H is for Hawk is not a mystical book, but it is one of those rare works of non-fiction that stand up to a metaphorical reading. The echoes of myth in Macdonald’s writing, however subtle and unobtrusive, lend her book an emotional weight usually reserved only for literature, and a grace only for poetry. But this is one of the book’s great achievements: to belong to several genres at once, and to succeed at all of them.
MacDonald’s memoir — an account of reckoning with grief in the wake her father’s death; also a close reading of T.H. White’s The Goshawk — is unusually layered and rich ... H Is for Hawk is about attention: about seeing, hearing, touching, smelling, crying, screaming, raging, shaking, and losing your shit as if it were happening all of it, now — it is, in short, quite deliberately about reckoning with the wild within as well as without, as each informs, mimics, and illuminates the other.
Macdonald's grief also threatens to detach her from solid ground, but not forever. Mabel cannot hunt year-round: after a bloody, lonely winter spent chasing rabbits and pheasants through the fields around Cambridge, Macdonald must let her rest during her spring molting season, and find her own way back to the tame, paved-over world.

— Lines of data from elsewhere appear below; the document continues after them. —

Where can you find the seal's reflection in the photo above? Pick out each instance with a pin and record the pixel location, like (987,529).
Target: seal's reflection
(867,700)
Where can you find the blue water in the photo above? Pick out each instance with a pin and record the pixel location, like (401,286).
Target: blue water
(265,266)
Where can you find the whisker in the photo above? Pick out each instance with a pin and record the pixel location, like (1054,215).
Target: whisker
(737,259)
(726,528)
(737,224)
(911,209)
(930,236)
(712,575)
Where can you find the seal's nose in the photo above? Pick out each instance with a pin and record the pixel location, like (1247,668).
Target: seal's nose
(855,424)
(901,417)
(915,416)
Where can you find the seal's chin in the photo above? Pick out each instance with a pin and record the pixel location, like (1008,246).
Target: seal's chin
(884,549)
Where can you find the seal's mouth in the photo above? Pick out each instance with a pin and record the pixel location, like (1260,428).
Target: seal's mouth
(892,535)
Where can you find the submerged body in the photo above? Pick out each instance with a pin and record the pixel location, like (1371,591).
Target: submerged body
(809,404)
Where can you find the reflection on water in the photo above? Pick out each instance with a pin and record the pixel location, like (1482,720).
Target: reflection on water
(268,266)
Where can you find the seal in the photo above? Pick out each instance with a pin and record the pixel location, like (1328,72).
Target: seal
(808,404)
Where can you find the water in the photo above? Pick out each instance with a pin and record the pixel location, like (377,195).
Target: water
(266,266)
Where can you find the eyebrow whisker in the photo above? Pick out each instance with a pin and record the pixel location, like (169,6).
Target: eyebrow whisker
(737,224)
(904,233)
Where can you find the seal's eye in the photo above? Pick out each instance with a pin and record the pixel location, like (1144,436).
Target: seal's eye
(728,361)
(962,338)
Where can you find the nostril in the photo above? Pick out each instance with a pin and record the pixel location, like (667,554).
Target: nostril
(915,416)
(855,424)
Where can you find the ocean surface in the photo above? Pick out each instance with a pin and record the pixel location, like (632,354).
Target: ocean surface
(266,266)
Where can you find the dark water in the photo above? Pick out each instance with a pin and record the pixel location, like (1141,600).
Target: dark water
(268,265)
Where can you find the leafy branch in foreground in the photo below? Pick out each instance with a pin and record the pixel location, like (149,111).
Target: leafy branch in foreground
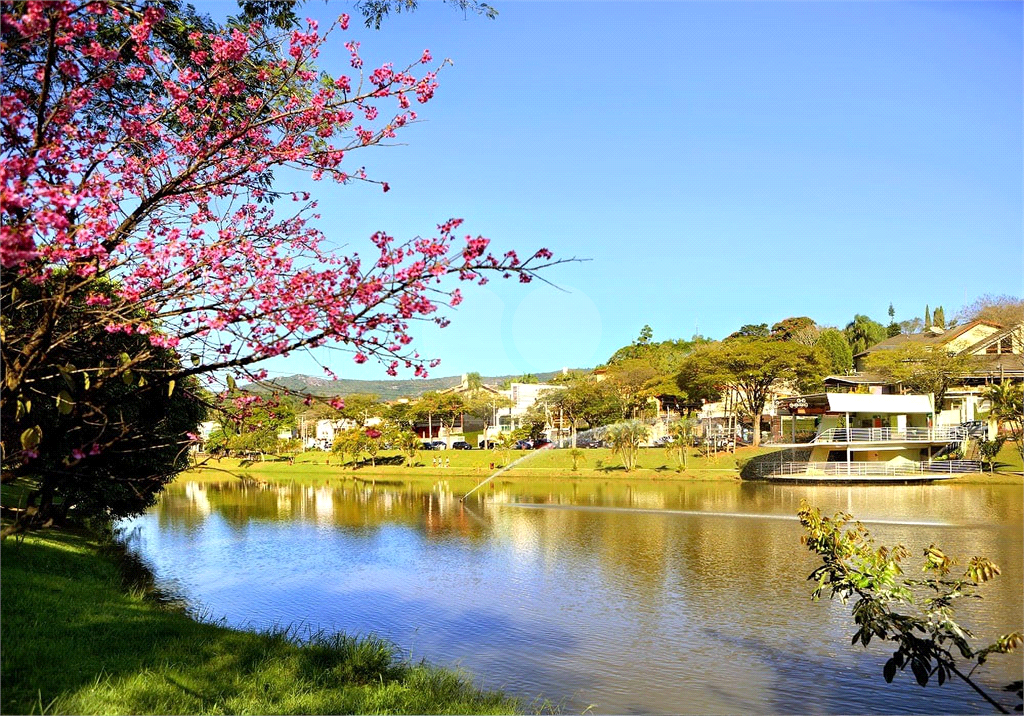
(918,615)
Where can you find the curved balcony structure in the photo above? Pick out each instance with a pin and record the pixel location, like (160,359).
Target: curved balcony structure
(872,471)
(922,435)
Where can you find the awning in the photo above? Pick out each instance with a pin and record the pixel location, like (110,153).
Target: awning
(867,403)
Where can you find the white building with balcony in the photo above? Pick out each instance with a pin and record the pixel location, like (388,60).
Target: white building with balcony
(864,436)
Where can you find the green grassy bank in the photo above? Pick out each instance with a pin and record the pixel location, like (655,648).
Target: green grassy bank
(78,639)
(600,463)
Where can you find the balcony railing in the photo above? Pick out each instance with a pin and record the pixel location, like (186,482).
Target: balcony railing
(892,434)
(870,469)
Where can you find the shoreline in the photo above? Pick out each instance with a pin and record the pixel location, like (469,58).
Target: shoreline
(309,470)
(85,632)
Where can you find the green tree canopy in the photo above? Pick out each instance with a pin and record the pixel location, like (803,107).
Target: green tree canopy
(836,349)
(862,333)
(794,328)
(751,331)
(920,370)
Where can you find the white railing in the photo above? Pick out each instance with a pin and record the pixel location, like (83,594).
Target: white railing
(892,434)
(844,469)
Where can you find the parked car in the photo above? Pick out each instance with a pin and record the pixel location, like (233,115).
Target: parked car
(976,428)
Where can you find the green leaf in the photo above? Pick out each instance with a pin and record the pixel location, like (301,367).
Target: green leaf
(66,373)
(31,437)
(65,403)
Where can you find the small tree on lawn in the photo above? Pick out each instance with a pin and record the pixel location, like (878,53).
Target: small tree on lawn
(754,368)
(626,438)
(139,167)
(578,456)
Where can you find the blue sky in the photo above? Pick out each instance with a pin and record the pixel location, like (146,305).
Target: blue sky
(718,163)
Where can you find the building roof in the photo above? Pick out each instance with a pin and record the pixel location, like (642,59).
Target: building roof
(929,338)
(856,379)
(865,403)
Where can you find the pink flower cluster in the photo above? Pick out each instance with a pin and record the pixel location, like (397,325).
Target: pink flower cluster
(169,199)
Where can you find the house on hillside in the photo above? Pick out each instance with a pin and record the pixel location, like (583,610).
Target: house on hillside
(996,355)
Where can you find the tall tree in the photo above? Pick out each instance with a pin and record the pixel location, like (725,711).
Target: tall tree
(1004,309)
(893,329)
(1006,402)
(862,333)
(751,331)
(151,168)
(626,438)
(754,368)
(837,350)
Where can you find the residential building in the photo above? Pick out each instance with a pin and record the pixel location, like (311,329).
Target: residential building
(870,436)
(996,354)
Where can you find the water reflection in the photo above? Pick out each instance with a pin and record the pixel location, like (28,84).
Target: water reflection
(634,596)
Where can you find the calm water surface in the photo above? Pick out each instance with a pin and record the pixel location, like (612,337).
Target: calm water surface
(628,596)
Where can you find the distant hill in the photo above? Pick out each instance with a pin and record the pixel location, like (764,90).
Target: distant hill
(386,389)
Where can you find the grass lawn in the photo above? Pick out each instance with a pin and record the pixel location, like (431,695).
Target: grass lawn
(653,463)
(77,640)
(601,463)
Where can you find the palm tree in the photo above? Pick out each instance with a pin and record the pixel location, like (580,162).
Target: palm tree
(1006,402)
(626,438)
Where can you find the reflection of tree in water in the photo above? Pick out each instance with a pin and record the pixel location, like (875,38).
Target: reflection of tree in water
(351,505)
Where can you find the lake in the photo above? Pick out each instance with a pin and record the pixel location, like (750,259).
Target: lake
(626,596)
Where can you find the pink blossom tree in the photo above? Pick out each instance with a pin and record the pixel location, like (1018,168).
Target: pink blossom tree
(139,196)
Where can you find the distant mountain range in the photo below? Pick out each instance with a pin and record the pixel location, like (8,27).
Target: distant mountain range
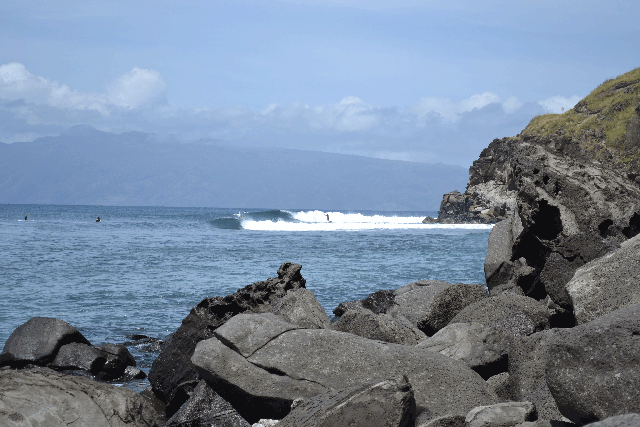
(87,166)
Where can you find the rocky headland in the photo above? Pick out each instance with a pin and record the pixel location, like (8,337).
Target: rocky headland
(553,340)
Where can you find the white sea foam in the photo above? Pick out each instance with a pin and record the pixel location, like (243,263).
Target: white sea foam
(338,221)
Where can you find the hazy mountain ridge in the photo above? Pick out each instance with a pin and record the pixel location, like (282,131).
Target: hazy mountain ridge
(86,166)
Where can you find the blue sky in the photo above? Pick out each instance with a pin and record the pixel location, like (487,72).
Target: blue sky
(428,81)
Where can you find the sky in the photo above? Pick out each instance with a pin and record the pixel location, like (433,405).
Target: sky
(427,81)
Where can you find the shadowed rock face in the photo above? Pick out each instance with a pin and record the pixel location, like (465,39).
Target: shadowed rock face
(264,380)
(38,340)
(593,370)
(567,211)
(173,366)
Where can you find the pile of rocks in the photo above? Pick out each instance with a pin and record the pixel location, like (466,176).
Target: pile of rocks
(430,353)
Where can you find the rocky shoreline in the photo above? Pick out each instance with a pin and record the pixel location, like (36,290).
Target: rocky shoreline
(553,340)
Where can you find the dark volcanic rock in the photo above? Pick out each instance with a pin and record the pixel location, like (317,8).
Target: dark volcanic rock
(41,396)
(447,304)
(501,414)
(593,370)
(381,327)
(527,363)
(413,300)
(80,356)
(519,315)
(38,340)
(305,362)
(206,408)
(385,404)
(300,307)
(484,349)
(626,420)
(607,284)
(173,366)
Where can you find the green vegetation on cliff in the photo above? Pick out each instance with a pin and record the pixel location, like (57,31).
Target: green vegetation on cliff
(605,124)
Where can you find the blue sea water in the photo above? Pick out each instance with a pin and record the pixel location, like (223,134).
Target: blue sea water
(141,269)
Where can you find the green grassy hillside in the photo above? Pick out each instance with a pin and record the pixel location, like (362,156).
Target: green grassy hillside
(606,123)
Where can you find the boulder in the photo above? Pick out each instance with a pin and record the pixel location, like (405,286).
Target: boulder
(413,300)
(206,408)
(381,327)
(38,340)
(625,420)
(79,356)
(343,307)
(504,414)
(447,304)
(593,370)
(445,421)
(388,403)
(41,396)
(300,307)
(173,365)
(501,386)
(527,364)
(607,283)
(483,349)
(305,362)
(519,315)
(497,264)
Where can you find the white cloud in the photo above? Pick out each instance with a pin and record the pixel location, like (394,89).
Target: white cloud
(449,110)
(139,87)
(511,104)
(558,104)
(136,88)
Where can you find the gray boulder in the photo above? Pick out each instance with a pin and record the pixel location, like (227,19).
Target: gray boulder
(173,365)
(206,408)
(607,283)
(516,314)
(593,370)
(413,300)
(501,386)
(79,356)
(447,304)
(38,340)
(381,327)
(445,421)
(305,362)
(483,349)
(527,364)
(385,404)
(498,266)
(625,420)
(300,307)
(41,396)
(504,414)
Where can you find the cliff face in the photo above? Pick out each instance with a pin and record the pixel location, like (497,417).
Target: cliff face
(570,185)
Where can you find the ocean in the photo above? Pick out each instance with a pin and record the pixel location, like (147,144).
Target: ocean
(141,269)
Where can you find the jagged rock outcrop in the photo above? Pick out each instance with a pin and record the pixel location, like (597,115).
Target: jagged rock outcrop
(571,184)
(173,366)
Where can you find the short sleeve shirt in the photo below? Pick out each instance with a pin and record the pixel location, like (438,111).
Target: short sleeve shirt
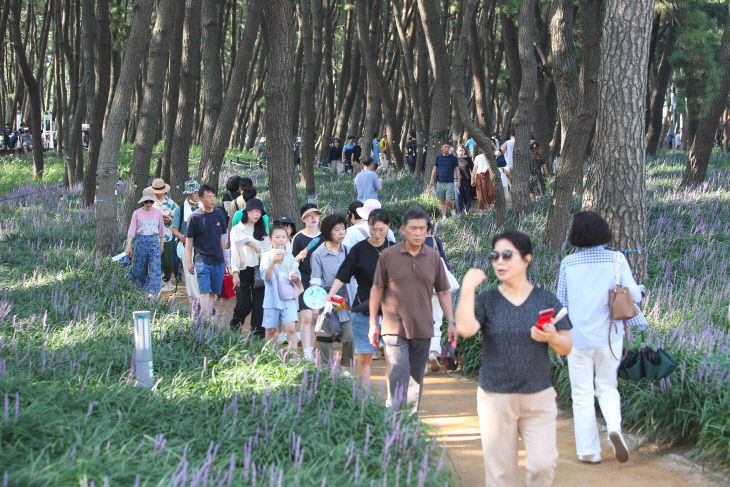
(445,166)
(408,283)
(512,362)
(206,230)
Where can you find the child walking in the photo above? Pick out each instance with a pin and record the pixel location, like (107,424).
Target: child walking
(282,287)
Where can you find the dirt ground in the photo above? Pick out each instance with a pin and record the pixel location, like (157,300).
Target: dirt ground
(449,406)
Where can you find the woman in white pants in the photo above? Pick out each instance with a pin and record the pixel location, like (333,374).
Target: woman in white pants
(585,279)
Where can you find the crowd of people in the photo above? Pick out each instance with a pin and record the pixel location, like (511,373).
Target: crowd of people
(395,296)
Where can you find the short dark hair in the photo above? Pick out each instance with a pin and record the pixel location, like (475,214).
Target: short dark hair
(415,213)
(520,240)
(589,229)
(379,215)
(232,184)
(328,223)
(205,188)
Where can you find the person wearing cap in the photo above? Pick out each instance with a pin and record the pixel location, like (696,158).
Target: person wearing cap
(148,229)
(248,241)
(445,172)
(179,227)
(165,204)
(206,235)
(404,280)
(367,182)
(303,244)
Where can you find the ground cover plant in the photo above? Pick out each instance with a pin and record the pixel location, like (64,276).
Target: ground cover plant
(223,412)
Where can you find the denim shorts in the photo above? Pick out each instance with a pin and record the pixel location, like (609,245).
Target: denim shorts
(210,277)
(274,316)
(360,329)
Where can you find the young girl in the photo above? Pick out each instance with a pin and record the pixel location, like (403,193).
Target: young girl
(148,228)
(304,243)
(247,243)
(283,285)
(326,261)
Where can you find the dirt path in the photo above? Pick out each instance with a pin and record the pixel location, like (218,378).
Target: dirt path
(449,405)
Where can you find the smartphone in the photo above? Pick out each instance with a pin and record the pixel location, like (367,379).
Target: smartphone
(545,317)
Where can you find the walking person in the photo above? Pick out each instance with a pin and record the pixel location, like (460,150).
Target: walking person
(515,395)
(405,277)
(326,261)
(482,180)
(359,266)
(304,243)
(179,229)
(585,279)
(445,172)
(148,229)
(248,241)
(205,249)
(167,206)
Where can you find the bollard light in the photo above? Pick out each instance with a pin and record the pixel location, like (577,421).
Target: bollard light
(143,348)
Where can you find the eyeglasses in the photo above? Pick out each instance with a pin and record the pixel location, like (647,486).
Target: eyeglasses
(494,256)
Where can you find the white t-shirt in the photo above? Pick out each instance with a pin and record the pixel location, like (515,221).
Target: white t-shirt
(509,148)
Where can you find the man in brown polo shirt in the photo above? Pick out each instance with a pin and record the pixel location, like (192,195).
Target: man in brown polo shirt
(405,277)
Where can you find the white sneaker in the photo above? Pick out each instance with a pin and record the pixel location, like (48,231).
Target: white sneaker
(619,446)
(433,360)
(594,458)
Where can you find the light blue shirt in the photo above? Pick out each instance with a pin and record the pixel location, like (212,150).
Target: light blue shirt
(585,279)
(271,290)
(367,184)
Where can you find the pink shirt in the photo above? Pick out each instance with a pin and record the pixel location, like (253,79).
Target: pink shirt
(146,223)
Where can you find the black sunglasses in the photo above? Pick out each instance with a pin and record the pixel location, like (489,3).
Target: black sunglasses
(494,256)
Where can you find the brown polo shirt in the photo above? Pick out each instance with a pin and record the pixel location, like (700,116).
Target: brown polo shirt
(409,283)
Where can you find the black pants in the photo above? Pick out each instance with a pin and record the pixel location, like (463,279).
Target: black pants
(249,300)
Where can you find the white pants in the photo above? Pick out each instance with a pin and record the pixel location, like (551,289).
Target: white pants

But her writing -- about soil and weather, myth and history, pain and its slow easing -- retains the qualities of Mabel's wild heart, and the commanding scope and piercing accuracy of her hawk's eye.
The compelling nucleus of H is for Hawk is made up of Macdonald’s often-inconsolable sadness, the portrait of anger over losing her father; the difficulty—and sometimes futility—of being an academic; and most of all the daunting challenge of raising and training a goshawk. When the author describes the natural landscape with precision of a great nature writer, the book positively soars ... Ultimately, H is for Hawk does become a tale of healing and redemption, and this probably accounts for its immense popularity. Yet it remains a singular and completely original document on grieving.